Correcting a mistake in a prior year return – income tax and GST dovetail

correction fluid

Request an amendment or object?

As we have noted on this blog including in our post:

Is an objection needed to amend a tax assessment? https://wp.me/p6T4vg-k

it will often be better for a taxpayer to object against an assessment of income tax (AOIT) the taxpayer doesn’t accept rather than request an amendment of the AOIT by the Commissioner of Taxation.
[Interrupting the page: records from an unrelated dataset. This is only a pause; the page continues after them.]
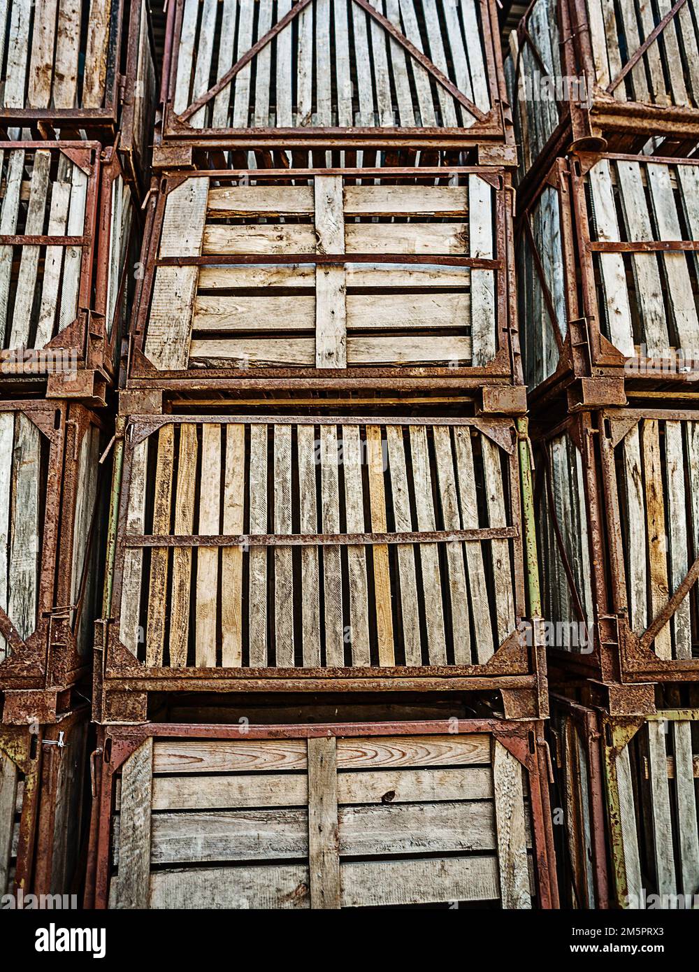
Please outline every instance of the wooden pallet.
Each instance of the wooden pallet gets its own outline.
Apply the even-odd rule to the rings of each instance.
[[[52,375],[64,395],[79,394],[78,370],[99,371],[102,385],[113,375],[125,323],[134,207],[119,159],[110,153],[100,174],[99,153],[96,143],[0,149],[3,377]]]
[[[674,156],[699,139],[690,3],[534,0],[510,35],[508,60],[522,175],[541,177],[571,142],[604,139],[610,151],[640,152],[654,137],[654,154]]]
[[[166,139],[237,129],[290,146],[382,130],[436,143],[436,129],[472,126],[505,136],[487,2],[177,0],[168,15]]]
[[[324,726],[323,737],[253,727],[249,739],[180,726],[170,741],[154,725],[140,745],[110,727],[95,903],[548,907],[548,824],[527,733],[513,743],[507,724],[459,724],[451,736],[430,722],[406,724],[424,735],[402,735],[401,723]]]
[[[553,719],[569,834],[580,842],[572,843],[570,858],[577,907],[606,907],[606,885],[612,906],[693,907],[699,885],[699,712],[663,708],[647,718],[619,719],[556,703]],[[590,775],[599,773],[600,764],[604,809],[589,791]],[[594,847],[600,831],[610,849],[607,875],[601,849]],[[678,905],[676,895],[688,898]],[[561,899],[570,899],[570,891],[562,888]]]
[[[146,0],[10,0],[0,24],[0,125],[10,138],[54,129],[110,140],[129,176],[148,162],[156,68]],[[144,173],[145,174],[145,173]]]
[[[0,402],[2,689],[67,685],[86,665],[99,590],[105,444],[104,426],[83,405]]]
[[[87,724],[85,709],[52,725],[0,723],[0,896],[73,890],[85,830]],[[26,897],[24,907],[32,907]]]
[[[134,416],[109,672],[527,672],[518,476],[511,419]]]
[[[430,186],[390,170],[370,184],[173,180],[144,257],[130,376],[426,365],[511,376],[506,180],[502,169]]]

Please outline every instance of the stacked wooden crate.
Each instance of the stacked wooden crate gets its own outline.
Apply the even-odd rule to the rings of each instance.
[[[585,853],[559,853],[578,907],[643,908],[650,894],[675,907],[697,886],[695,31],[686,4],[603,18],[592,0],[555,13],[540,0],[512,45],[542,605],[550,677],[569,700],[561,792],[571,847],[601,828],[611,868],[599,844],[595,874]],[[585,103],[533,98],[536,71],[583,75]],[[601,758],[604,788],[590,783]]]
[[[168,7],[89,904],[555,905],[496,22]]]
[[[155,105],[145,3],[6,4],[0,92],[0,893],[69,893],[87,834],[105,406]]]

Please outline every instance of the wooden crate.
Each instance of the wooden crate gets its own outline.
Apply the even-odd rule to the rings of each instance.
[[[85,708],[47,726],[0,724],[0,897],[21,890],[29,908],[29,894],[77,892],[87,728]]]
[[[518,226],[531,385],[616,375],[630,389],[693,387],[698,195],[696,161],[579,154],[554,164]]]
[[[166,180],[129,387],[397,368],[517,382],[506,171],[372,171]]]
[[[98,403],[123,333],[136,212],[94,142],[0,150],[0,381]]]
[[[0,402],[0,690],[5,718],[53,698],[89,658],[108,482],[104,425],[82,404]],[[26,693],[26,695],[24,694]],[[29,715],[32,712],[29,711]]]
[[[176,0],[165,50],[164,140],[510,141],[490,0]]]
[[[539,435],[543,613],[592,636],[555,645],[575,668],[699,678],[697,430],[691,408],[610,408]]]
[[[448,726],[109,726],[87,904],[555,907],[542,723]]]
[[[586,754],[579,738],[577,750],[561,749],[561,785],[569,787],[574,801],[584,800],[582,780],[589,786],[601,761],[604,816],[600,819],[599,800],[589,800],[587,835],[577,833],[591,850],[592,834],[604,826],[610,904],[640,910],[692,908],[699,885],[699,711],[662,708],[646,718],[614,718],[577,705],[554,707],[554,722],[563,733],[572,734],[574,722],[582,716],[595,726],[600,751],[594,762],[588,761],[592,741]],[[587,868],[589,872],[589,862]],[[577,879],[581,888],[581,868]],[[680,904],[677,896],[682,895]],[[592,901],[588,907],[599,907],[599,899]]]
[[[690,5],[534,0],[510,38],[525,171],[541,176],[571,142],[640,152],[656,138],[655,153],[667,156],[696,145],[699,28]]]
[[[0,28],[0,125],[112,141],[142,182],[153,142],[156,68],[146,0],[11,0]]]
[[[149,691],[541,687],[513,420],[127,425],[103,674],[131,712]]]

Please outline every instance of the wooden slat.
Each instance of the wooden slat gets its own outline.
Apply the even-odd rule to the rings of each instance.
[[[655,879],[659,894],[677,894],[665,726],[661,721],[650,720],[647,732]]]
[[[362,485],[362,443],[357,426],[342,426],[342,469],[347,532],[365,532],[364,489]],[[353,666],[369,665],[368,589],[367,551],[364,546],[347,546],[349,595],[349,644]]]
[[[485,476],[485,497],[491,527],[506,526],[505,490],[500,448],[486,435],[480,439]],[[514,630],[514,595],[512,569],[509,561],[509,540],[492,540],[493,579],[495,582],[495,612],[500,644]]]
[[[15,803],[17,790],[17,770],[4,752],[0,752],[0,892],[10,891],[10,862],[15,827]]]
[[[17,412],[13,455],[8,615],[22,639],[36,629],[41,562],[40,482],[40,433],[26,415]]]
[[[315,234],[318,253],[344,251],[342,177],[316,176]],[[316,267],[316,367],[346,367],[345,270]]]
[[[274,533],[292,533],[292,428],[274,426]],[[274,550],[276,664],[294,667],[294,578],[291,547]]]
[[[651,166],[652,168],[652,166]],[[639,162],[616,162],[627,235],[630,240],[653,238]],[[632,257],[639,311],[648,358],[662,357],[670,346],[657,257],[635,253]]]
[[[617,243],[620,238],[619,227],[614,208],[609,161],[602,159],[593,165],[587,178],[595,208],[597,238]],[[599,259],[612,343],[619,349],[621,354],[632,356],[634,354],[634,336],[631,328],[631,310],[623,259],[618,253],[602,253]]]
[[[319,532],[316,503],[317,457],[315,429],[313,426],[299,425],[297,428],[297,451],[298,456],[300,531],[303,534],[316,534]],[[301,548],[301,576],[303,666],[306,668],[317,668],[321,663],[321,622],[318,549],[316,547],[303,546]]]
[[[503,908],[531,908],[522,767],[502,743],[495,740],[494,746],[500,895]]]
[[[194,491],[196,489],[196,426],[180,426],[180,451],[177,463],[175,498],[175,535],[191,535],[194,528]],[[192,548],[175,547],[172,560],[172,596],[170,607],[170,665],[187,665],[190,634],[190,592],[192,589]]]
[[[410,533],[412,532],[413,524],[410,515],[410,498],[405,471],[405,447],[402,429],[400,426],[386,427],[386,444],[388,446],[391,495],[396,531],[397,533]],[[397,546],[397,556],[405,664],[413,666],[422,665],[414,548],[410,544],[400,543]]]
[[[200,255],[208,184],[208,179],[188,179],[169,193],[161,257]],[[160,266],[156,271],[144,351],[158,368],[187,366],[196,274],[195,266]]]
[[[36,152],[34,154],[34,165],[29,186],[29,202],[24,224],[24,231],[28,235],[44,232],[44,216],[49,190],[50,168],[51,153],[42,150]],[[29,343],[29,326],[34,306],[38,267],[39,247],[21,247],[19,272],[16,284],[17,290],[15,294],[12,330],[10,331],[10,347],[27,347]]]
[[[473,452],[471,430],[454,429],[454,446],[461,501],[463,530],[477,530],[478,501],[476,497]],[[483,551],[480,543],[466,544],[466,564],[469,572],[469,594],[476,634],[475,659],[479,665],[492,656],[497,645],[493,642],[493,625],[490,618],[490,598],[485,580]]]
[[[123,764],[117,908],[147,908],[151,873],[153,739]]]
[[[184,740],[156,743],[153,772],[268,773],[306,765],[304,740]]]
[[[337,534],[340,532],[337,430],[334,426],[324,425],[320,433],[323,533]],[[338,546],[323,547],[323,583],[326,664],[343,666],[342,568]]]
[[[146,518],[146,460],[148,440],[139,442],[131,454],[131,481],[126,505],[126,532],[143,534]],[[122,578],[120,639],[132,654],[138,653],[141,621],[141,577],[143,550],[127,549]]]
[[[169,534],[172,505],[174,426],[165,425],[157,435],[157,466],[153,508],[154,534]],[[165,608],[167,593],[166,547],[151,551],[151,576],[148,591],[148,628],[146,634],[146,664],[162,665],[165,640]]]
[[[221,530],[221,426],[201,427],[201,494],[198,530],[202,537]],[[219,548],[200,546],[196,562],[195,661],[197,668],[216,666]]]
[[[655,420],[644,420],[643,444],[650,615],[651,617],[655,617],[670,598],[667,562],[668,538],[665,532],[665,499],[663,496],[662,460],[660,455],[660,430]],[[653,650],[658,658],[672,658],[672,639],[669,623],[658,632],[653,642]]]
[[[337,743],[308,740],[308,869],[311,908],[340,906]]]
[[[352,861],[342,865],[343,908],[498,899],[495,857]]]
[[[224,478],[223,530],[239,535],[244,528],[245,426],[226,426],[226,475]],[[221,551],[221,660],[225,668],[242,665],[243,549]]]
[[[384,469],[388,459],[388,445],[384,453],[379,426],[367,426],[367,466],[368,469],[368,495],[371,530],[386,533],[386,494]],[[388,546],[374,543],[373,560],[374,601],[376,605],[376,641],[379,665],[395,665],[393,642],[393,611],[391,606],[391,573]]]
[[[309,908],[301,864],[163,870],[151,875],[151,908]]]
[[[250,427],[250,533],[267,532],[267,427]],[[251,547],[249,590],[250,667],[267,664],[267,552]]]
[[[83,108],[101,108],[107,81],[107,51],[112,0],[91,0],[83,75]]]
[[[435,426],[433,435],[435,437],[437,477],[443,528],[444,530],[461,530],[450,432],[446,426]],[[464,544],[459,542],[446,544],[455,665],[471,665],[472,662],[469,598],[466,590],[463,547]]]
That can be for a number of reasons for that including:

  • where the taxpayer seeks to be or needs to be assertive that the AOIT needs to be fixed; or
  • where time for amendment of the AOIT may be running against the taxpayer.

Dealing with simple mistakes

However were the taxpayer has simply made a mistake on an income tax return (ITR) where:

  • an objection isn’t worth the trouble; and
  • the mistake doesn’t present a real risk of overpaid tax to the taxpayer;

then requesting an amendment of an AOIT based on the ITR will be a simple solution and, in the case of a GST where a BAS or BASs have returned the error, won’t even be necessary.

Example – fees overstated in a prior year

Let us say a company registered for GST earned fees from an activity in the 2020 income year, and as a result of a dispute with the payer, the company had to refund those fees back to payer in the 2022 income year.

Income tax

The fees were returned as assessable income in the 2020 income tax return of the company.

The company can either:

If the company is a small business entity the company should act promptly to ensure it is within the two year period of review (time limit allowed) for amendments of AOITs.

Goods and services tax

For GST it’s different.

The fees were returned as taxable supplies in BASs of the company in 2020.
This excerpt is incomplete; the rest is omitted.